Ayumi Pharmaceutical Holdings also brings Ayumi Pharmaceutical, which would become a GNI group company through the holding structure. The operating company makes and sells anti-rheumatic drugs and fever and pain medicines. GNI highlighted the long-used analgesic Calonal and said Ayumi has strong positions in orthopedics and rheumatology. On an IFRS consolidated basis, Ayumi Pharmaceutical Holdings reported revenue of ¥38,543 million, operating profit of ¥6,206 million and profit attributable to owners of ¥3,222 million in the year to March 2026. The disclosure also notes that the weaker year to March 2024 reflected an impairment loss, and that Japanese GAAP figures at the operating company level differ because impairment recognition rules are not the same.

Deal at a glance
Terms from GNI's June 5 disclosures. Closing depends on filing effectiveness and any required approvals.
ItemDetail
TargetAyumi Pharmaceutical Holdings, which owns Ayumi Pharmaceutical
Stake to be acquired25,000,000 shares, 100%
Purchase price¥44,776 million
Payment mix¥18,005 million cash, ¥26,771 million contribution in kind
New GNI shares9,974,291 shares at ¥2,684 each
RecipientsBCP 6,982,004 shares, Toho 1,994,858 shares, Hisamitsu 997,429 shares
Planned borrowing¥20,000 million from Mizuho Bank and SBI Shinsei Bank, one-year maturity, bullet repayment
Expected closing windowJune 30 to September 30, 2026, subject to conditions
Dilution17.89% of shares outstanding, 17.90% of voting rights

The funding structure is the real point of interest. GNI is not doing an all-cash deal. Of the ¥44.776 billion purchase price, ¥18.005 billion will be paid in cash and ¥26.771 billion will be settled through a contribution in kind. The sellers are BCP Asia AYM Holding, Toho Holdings and Hisamitsu Pharmaceutical, which currently hold 70%, 20% and 10% of Ayumi Pharmaceutical Holdings. In practice, they contribute part of their claim on the sale proceeds back to GNI, and GNI issues 9,974,291 new shares at ¥2,684 each, a price set at the June 4 close. The allocation is 6,982,004 shares to BCP, 1,994,858 to Toho and 997,429 to Hisamitsu.

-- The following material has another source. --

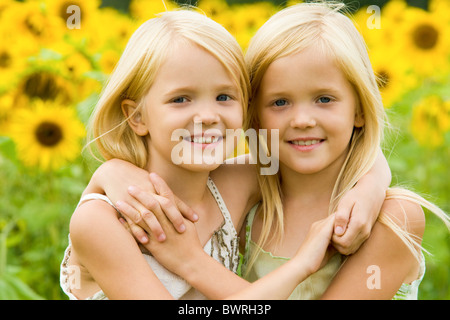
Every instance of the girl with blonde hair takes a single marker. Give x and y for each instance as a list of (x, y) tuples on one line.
[(178, 70), (311, 79)]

GNI says the allotment is not a cash fundraising because the consideration is a claim, not money, but existing holders still face dilution equal to 17.89% of shares outstanding and 17.90% of voting rights. In a separate disclosure, GNI said BCP is expected to become its largest shareholder after the allotment, with 6,982,004 shares and 10.63% of voting rights. Cash still matters too: GNI plans to borrow ¥20 billion from Mizuho Bank and SBI Shinsei Bank to fund the acquisition and related expenses, at short-term prime rate, with one-year maturity and bullet repayment at term end. The collateral is common stock in Gyre Therapeutics held by GNI and its subsidiaries, while financial covenants are still under discussion with lenders.

Advisory fees are estimated at about ¥2 billion, and issuance-related costs for the new shares at about ¥112 million. The strategic pitch is straightforward enough. GNI says Ayumi gives it a Japanese commercial platform it can use to deepen the domestic earnings base, diversify revenue sources and later introduce group pipeline assets developed in the United States and China, as well as overseas biosimilars sourced through its network, into Japan. The acquisition and allotment are expected to close between June 30 and September 30, subject to the effectiveness of securities filings and, where required, approvals under competition laws and other rules. GNI says the impact on current-year consolidated earnings is still under review, although it does not plan to change officers, management structure or its company name because of the transaction.